Cricket Web Staff Member
Oh, for certain they did, but for different reasons. Packer purely wanted cricket for his television station, he didn't give a damn about the welfare of the game; Bacher and co. wanted it because they didn't believe South Africa should've been outlawed. All right, that was a pretty shallow belief, but they weren't deliberately trying to destabalise the game in England, Australia and West Indies as they ended-up doing; they were merely trying to right what they saw, wrongly in the eyes of most, as a wrong.

In my book South African domestic cricket (which remained First-Class in the eyes of all throughout isolation) is a different matter to Test cricket. First-Class matches can be handed-out on a whim; there is a very specific nature to Tests. Debarring countries from playing Tests had a means and an aim; ruling matches non-First-Class would have been and was completely pointless - there is no stigma attached.
 

Son Of Coco

Cricket Web: All-Time Legend
It's probably a knottier question for chaps who've had distinguished FC careers, but whose test records are mediocre (I suppose Hick & Ramprakash are the obvious recent examples). Would anyone rate them as better batsman than someone like Collingwood, who averages far more at the highest level than he does in the first class game?

I think cases could be made either way, but it'd be interesting to see where people stand on the subject.
Personally I wouldn't rate someone higher on first class average if all of them have played a number of tests. It kind of shows that the guys with the higher average in first class cricket couldn't handle the step up to tests. I guess you have to take the eras they all played into account too.
 

silentstriker

The Wheel is Forever
We spend so much time debating the records of Test players of the same era, dissecting, removing, analyzing every stat even when the opposition is relatively standardized. How can you even begin to do the same to FC records? I don't see it.
 

silentstriker

The Wheel is Forever
Of course, this is true. But if the criteria is "judging by the records", those who don't care about records would automatically be removed from this discussion, surely? The only people who would decide whether its fair or not to judge players on FC record would be people who already think it's fair to judge players on Test records?
 

GIMH

Norwood's on Fire
Hmm, maybe it's just me but I think you're being a bit pedantic. I would never say a player's record should be ignored, I just believe that the analysis of statistics can sometimes (and I do stress, only sometimes, I do appreciate good statistical analysis, I just hate OTT stuff) suck all life out of the game, because sport is not a science. I don't think the question is really focusing specifically on averages, but rather achievements, i.e. can we judge those who didn't play Tests based on what they did elsewhere?

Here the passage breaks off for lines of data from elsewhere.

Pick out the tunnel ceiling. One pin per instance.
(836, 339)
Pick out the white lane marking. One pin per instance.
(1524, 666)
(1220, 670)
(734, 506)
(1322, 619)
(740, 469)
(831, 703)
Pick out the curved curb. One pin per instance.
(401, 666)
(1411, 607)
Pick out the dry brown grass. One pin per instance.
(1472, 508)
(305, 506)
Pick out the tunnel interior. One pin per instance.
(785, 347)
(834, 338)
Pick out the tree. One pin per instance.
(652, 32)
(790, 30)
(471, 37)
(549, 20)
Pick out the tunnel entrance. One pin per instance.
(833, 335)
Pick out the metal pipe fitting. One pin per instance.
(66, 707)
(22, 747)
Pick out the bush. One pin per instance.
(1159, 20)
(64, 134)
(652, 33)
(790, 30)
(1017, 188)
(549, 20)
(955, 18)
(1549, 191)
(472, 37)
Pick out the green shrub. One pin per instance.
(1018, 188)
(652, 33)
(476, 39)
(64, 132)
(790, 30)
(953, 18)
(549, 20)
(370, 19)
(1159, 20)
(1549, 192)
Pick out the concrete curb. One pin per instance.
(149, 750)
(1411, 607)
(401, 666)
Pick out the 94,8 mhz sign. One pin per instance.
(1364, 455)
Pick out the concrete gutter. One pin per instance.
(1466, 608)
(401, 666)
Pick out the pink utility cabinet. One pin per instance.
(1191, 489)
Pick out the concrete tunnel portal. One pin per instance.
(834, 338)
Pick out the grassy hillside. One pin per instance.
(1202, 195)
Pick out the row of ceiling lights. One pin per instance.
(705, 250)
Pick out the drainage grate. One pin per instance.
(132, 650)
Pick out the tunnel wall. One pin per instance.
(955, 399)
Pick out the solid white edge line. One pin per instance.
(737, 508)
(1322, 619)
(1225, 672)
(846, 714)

I don't think the standardisation of records etc needs to be a factor in whether or not you can fairly judge a player based on their FC achievements.
 

Pothas

Cricket Web: All-Time Legend
As far as I am concerned first class cricket should never be ignored or totally disregarded. Ramps and Hick scoring 100 centuries is an amazing achievment and one which should be celebrated regardless of their performances in tests.
 

silentstriker

The Wheel is Forever
Well, if you care about records at all, then obviously standardization would be the first thing to look at, otherwise you don't really care about it at all (which is fine too, of course, if that's what you prefer). Otherwise, it's just numbers without meaning surely? What are they except in context against other numbers?
 

Richard

Cricket Web Staff Member
Personally I wouldn't rate someone higher on first class average if all of them have played a number of tests. It kind of shows that the guys with the higher average in first class cricket couldn't handle the step up to tests. I guess you have to take the eras they all played into account too.
You certainly do. Although what you say is true at the current time and has been for 20 years or so, it certainly hasn't always been.